I know that you are curious about what dish we are about to share with you in this article, so let us not prolong the introduction. And let’s go straight ahead in sharing with you the things you need to know in making the Binagoongang Baboy, a unique Pinoy dish that is sure to win your picky palates.

What is Binagoongang Baboy (Shrimp paste)

(Photo Credits To: riverten kitchen)

Baboy with bagoong is a typical, yet unique Filipino offering. It has won many Filipino folks’ hearts that it can be seen being served often at carinderias or food stalls and even in restaurants. The combination of pork and the salty shrimp sauce is sure to tickle your curiosity.  

The components of this dish are relatively simple and can easily be procured from a local market. And bagoong is somewhat a staple condiment of a typical Filipino household, which is why a bottle or two of this fermented goodness is readily available. The first choice of protein will always be pork; however, any other meats can also be used. 

This dish will always be salty because of the bagoong, so it cannot be eaten on its own and is always served with rice. The enticing deep reddish color of this dish is genuinely enticing, and other cooks add pineapples to the dish to balance out the saltiness. 

Ways to Cook Binagoongang Baboy Recipe (Shrimp paste)

(Photo Credits To: riverten kitchen)

As it has been a staple food in an experienced Filipino home’s arsenal, there are a few proven ways of making this dish at home. So to give you the idea and grip, we have listed down some of them to guide you in your journey of perfecting this classic Filipino dish. And find out which one perfect work for you. 


Probably the easiest and the go-to method of cooking our recipes. You can use any cooking pot or pan that you prefer. But I would suggest using a saucepan as you would need to tenderize the pork, so the cookware needs to hold a certain amount of liquid. 

Follow the cooking steps, as indicated in the dish. Make sure to caramelize the onions first before adding in the pork cuts for that hint of sweetness. Then proceed as indicated. The addition of broth to the mixture is also suggested, just enough to tenderize the pork meat until they are cooked through. 

This method is pretty straightforward and does not need any fancy cookware. So you don’t have to worry about not having this modern cooking appliance displayed at shopping malls. 

Bagoong in Clay Pot

A traditional cooking approach for our recipes, a method handed down by our grandmothers, is sure to make you regretful for days gone by. Clay pot cooking even predates the Colonial period, as history suggests that our ancestors have been utilizing clay pots even before the colonizers came to our shores. 

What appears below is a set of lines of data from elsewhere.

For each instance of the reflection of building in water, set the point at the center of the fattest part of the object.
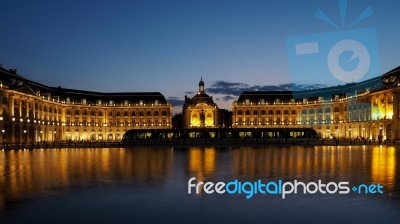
(356, 164)
(200, 111)
(31, 172)
(384, 165)
(202, 162)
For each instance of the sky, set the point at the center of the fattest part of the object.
(167, 46)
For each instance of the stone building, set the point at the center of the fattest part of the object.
(33, 112)
(368, 109)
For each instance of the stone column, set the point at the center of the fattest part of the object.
(395, 119)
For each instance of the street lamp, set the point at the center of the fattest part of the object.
(25, 136)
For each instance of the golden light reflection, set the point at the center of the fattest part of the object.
(31, 172)
(356, 164)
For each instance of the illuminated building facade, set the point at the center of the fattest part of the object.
(368, 109)
(200, 111)
(32, 112)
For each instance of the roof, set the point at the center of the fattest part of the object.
(18, 83)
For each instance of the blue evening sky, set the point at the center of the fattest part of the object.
(166, 46)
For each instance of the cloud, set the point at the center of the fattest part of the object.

The cooking process is the same in the recipes; the only significant difference is using a clay pot. You can use your gas stove for cooking, or if you have a charcoal stove, that is even great. The slower cooking time enables the pot to draw out all the flavors from the ingredients. 

Clay pots are excellent cookware as they can retain heat greater and distribute heat across its surface just the same. The heat also travels and circulates greater because of the porous surface of the pot. 

Other Delicious Variants of Pork Binagoongan (Shrimp paste) Recipes

Few other variations can be made for this classic Pinoy dish. Regional variants have also been made for this binagoongan baboy that suited the folks’ palates from which these variants came from. To begin with, we listed some of these variants that you can begin experimenting with. 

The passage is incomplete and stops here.